Destruction d'ouvrages: le tribunal administratif de Poitiers annule un projet contesté

Le tribunal administratif de Poitiers vient d'annuler pour de multiples motifs le projet de destruction des ouvrages et de reprofilage du lit de la Boivre. Cette excellente nouvelle rappelle aux associations de propriétaires et de riverains la nécessité de porter sur le terrain judiciaire la défense des rivières et de leurs héritages quand les autres voies ont échoué. Améliorer la transparence piscicole et sédimentaire est légitime. Détruire le patrimoine hydraulique, le potentiel énergétique et le cadre de vie ne l'est pas. Aux syndicats, agences de l'eau et préfectures de proposer et financer désormais des choix constructifs, capables de concilier  tous les enjeux et de susciter l'adhésion. 

La Boivre est une rivière d'une quarantaine de kilomètres qui naît dans les Deux-Sèvres et se jette dans le Clain au niveau de Poitiers. En mars 2014, l'enquête publique sur le contrat territorial "milieux aquatiques de la Boivre et de ses affluents" avait déjà soulevé une participation sans précédent au plan local.
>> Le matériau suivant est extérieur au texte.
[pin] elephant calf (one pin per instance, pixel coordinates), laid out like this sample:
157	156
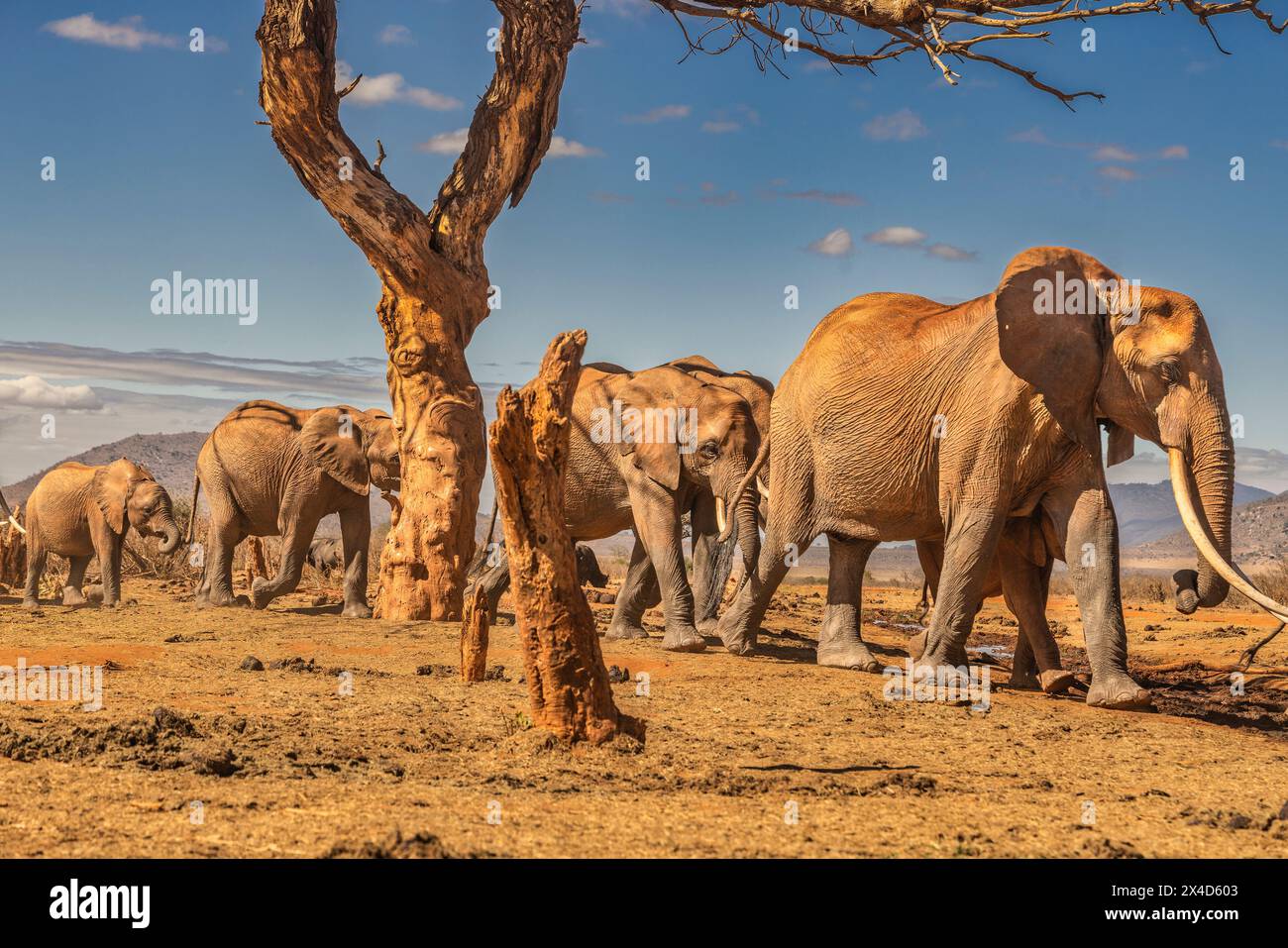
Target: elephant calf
80	511
271	471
L'Association de protection des propriétaires riverains de la Boivre avait souligné ses motifs d'inquiétude et de colère face à une modification massive du profil de la vallée et à la lourdeur des aménagements prévus : démantèlement de nombreux ouvrages, dérivation du cours actuel, aménagement d'abreuvoirs, recharge en granulats, création de passes à poissons, etc. Le coût, estimé à plus de 1,1 M€, avait aussi soulevé la colère des citoyens et de nombreux élus, face à des bénéfices écologiques paraissant pour le moins abstraits.
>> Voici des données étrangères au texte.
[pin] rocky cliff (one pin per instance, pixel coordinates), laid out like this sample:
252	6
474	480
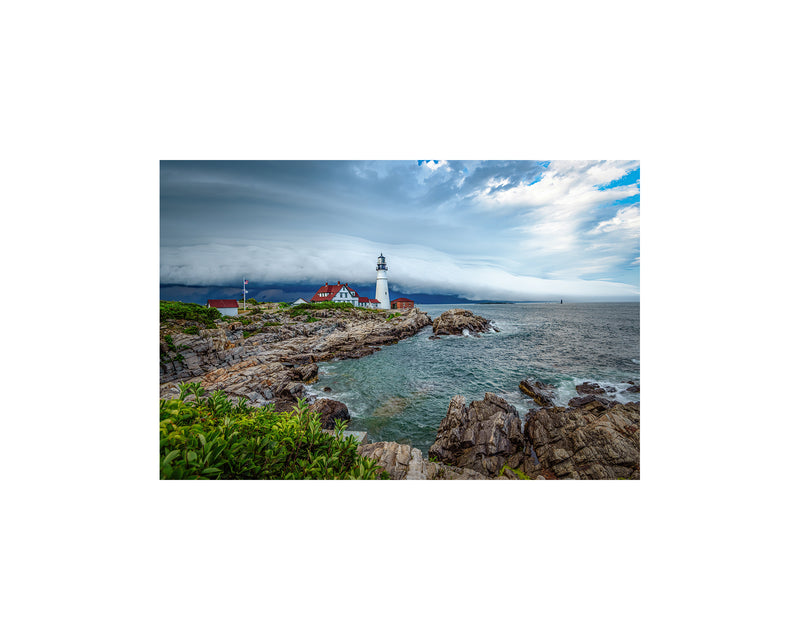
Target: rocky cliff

Finalement, une requête en annulation du projet avait été déposée au tribunal administratif de Poitiers par l'association et par la propriétaire du moulin du Roy, à Montreuil-Bonnin. Les juges viennent de donner raison aux plaignants. Parmi les points relevés :

  • les travaux à entreprendre ne sont pas détaillés assez précisément,
  • l'intérêt général est insuffisamment caractérisé,
  • des opérations d'archéologie préventive auraient dû être prescrites sur certains sites,
  • la dérivation du moulin du Roy aurait dû faire l'objet d'une déclaration d'utilité publique,
  • les travaux dans le marais de Ragouillis sont incompatibles avec le plan local d'urbanisme,
  • plusieurs prescriptions fixées par le code de l'environnement ont été ignorées.
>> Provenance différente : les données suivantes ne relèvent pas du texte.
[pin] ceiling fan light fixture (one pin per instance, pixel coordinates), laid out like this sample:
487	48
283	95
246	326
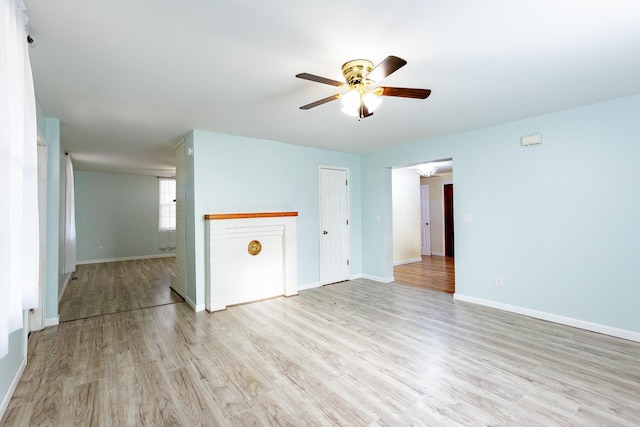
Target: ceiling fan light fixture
371	101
Comme souvent lorsqu'un dossier va en justice, on s'aperçoit que des obligations procédurales sont négligées par les syndicats et la préfecture... bien qu'ils prétendent évidement à la parfaite qualité de leur projet et au caractère rétrograde de ceux qui le contestent.

En dépit des innombrables conflits et protestations observés depuis 2009 comme de l'absence du moindre retour scientifiquement validé sur l'évolution globale de la biodiversité aquatique, un certain nombre de falsificateurs persistent à affirmer que la continuité écologique serait une franche réussite et qu'elle rencontrerait un large assentiment chez les propriétaires et riverains. Sur la Boivre, démonstration est faite qu'il n'en est rien pour ce qui est de la qualité de la gouvernance et de la rigueur du projet.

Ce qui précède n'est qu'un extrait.